Utilizing digital pathology to quantify stromal caveolin-1 expression in malignant and benign ovarian tumors: Associations with clinicopathological parameters and clinical outcomes

Loss of stromal caveolin-1 (Cav-1) is a biomarker of a cancer-associated fibroblast (CAF) phenotype and is related to progression, metastasis, and poor outcomes in several cancers. The objective of this study was to evaluate the clinical significance of Cav-1 expression in invasive epithelial ovarian cancer (OvCa). Epithelial and stromal Cav-1 expression were quantified in serous OvCa and benign ovarian tissue in two, independent cohorts–one quantified expression using immunohistochemistry (IHC) and the other using multiplex immunofluorescence (IF) with digital image analysis designed to target CAF-specific expression. Cav-1 expression was significantly downregulated in OvCa stroma compared to non-neoplastic stroma using both the IHC (p = 0.002) and IF (p = 1.8x10-13) assays.
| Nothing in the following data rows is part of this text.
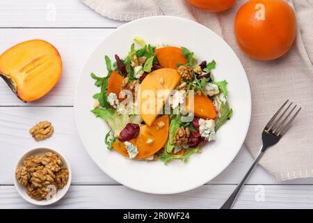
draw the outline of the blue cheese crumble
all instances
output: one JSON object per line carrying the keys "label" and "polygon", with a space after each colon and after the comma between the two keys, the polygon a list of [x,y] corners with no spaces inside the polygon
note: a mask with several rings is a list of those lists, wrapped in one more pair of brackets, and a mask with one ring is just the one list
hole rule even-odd
{"label": "blue cheese crumble", "polygon": [[126,141],[125,144],[126,149],[127,150],[128,152],[128,156],[129,159],[134,159],[134,157],[136,157],[138,153],[137,146],[135,146],[127,141]]}
{"label": "blue cheese crumble", "polygon": [[218,86],[212,83],[207,83],[204,86],[204,92],[207,95],[210,97],[216,95],[220,93],[220,90],[218,90]]}
{"label": "blue cheese crumble", "polygon": [[134,75],[135,77],[139,79],[143,75],[143,68],[142,66],[137,66],[134,68]]}
{"label": "blue cheese crumble", "polygon": [[215,122],[213,119],[199,120],[199,131],[202,137],[207,138],[209,141],[216,139],[215,132]]}
{"label": "blue cheese crumble", "polygon": [[118,106],[118,95],[115,93],[110,93],[108,95],[108,102],[112,107],[116,109]]}

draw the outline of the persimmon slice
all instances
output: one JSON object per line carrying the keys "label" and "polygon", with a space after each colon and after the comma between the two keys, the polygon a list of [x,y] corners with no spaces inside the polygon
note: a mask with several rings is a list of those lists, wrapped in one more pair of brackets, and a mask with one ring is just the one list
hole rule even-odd
{"label": "persimmon slice", "polygon": [[186,64],[187,61],[182,54],[182,49],[175,47],[167,47],[155,49],[159,63],[163,68],[177,68],[177,64]]}
{"label": "persimmon slice", "polygon": [[124,77],[118,72],[113,70],[109,78],[108,82],[108,95],[110,93],[115,93],[118,95],[118,100],[122,101],[123,98],[120,98],[120,86],[123,82]]}
{"label": "persimmon slice", "polygon": [[[216,118],[216,110],[215,109],[214,105],[210,99],[202,95],[195,95],[193,100],[193,112],[195,116],[209,119],[214,119]],[[186,103],[186,106],[189,111],[192,110],[192,108],[189,107],[188,100]]]}
{"label": "persimmon slice", "polygon": [[176,69],[161,68],[148,74],[141,82],[138,92],[139,112],[147,125],[154,121],[180,77]]}
{"label": "persimmon slice", "polygon": [[[160,122],[163,123],[160,124]],[[137,146],[138,153],[136,158],[144,159],[159,151],[168,140],[168,126],[169,118],[167,115],[156,118],[151,126],[141,125],[138,137],[129,141]],[[152,140],[152,143],[147,143],[149,139]],[[112,146],[118,152],[128,156],[124,142],[115,141]]]}
{"label": "persimmon slice", "polygon": [[45,40],[19,43],[0,56],[0,76],[24,102],[47,94],[58,82],[61,72],[58,50]]}

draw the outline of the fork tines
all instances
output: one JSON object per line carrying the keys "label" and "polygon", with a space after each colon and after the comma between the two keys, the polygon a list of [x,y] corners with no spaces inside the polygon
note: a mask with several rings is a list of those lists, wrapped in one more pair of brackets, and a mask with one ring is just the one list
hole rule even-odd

OvCa stroma showed Cav-1 downregulation compared to tumor epithelium with IHC (p = 1.2x10-24). Conversely, Cav-1 expression was higher in OvCa stroma compared to tumor epithelium with IF (p = 0.002). There was moderate correlation between IHC and IF methods for stromal Cav-1 expression (r2 = 0.69, p = 0.006) whereas there was no correlation for epithelial expression (r2 = 0.006, p = 0.98). Irrespective of the staining assay, neither response to therapy or overall survival correlated with the expression level of Cav-1 in the stroma or tumor epithelium. Our findings demonstrate a loss of stromal Cav-1 expression in ovarian serous carcinomas. Studies are needed to replicate these findings and explore therapeutic implications, particularly for immunotherapy response.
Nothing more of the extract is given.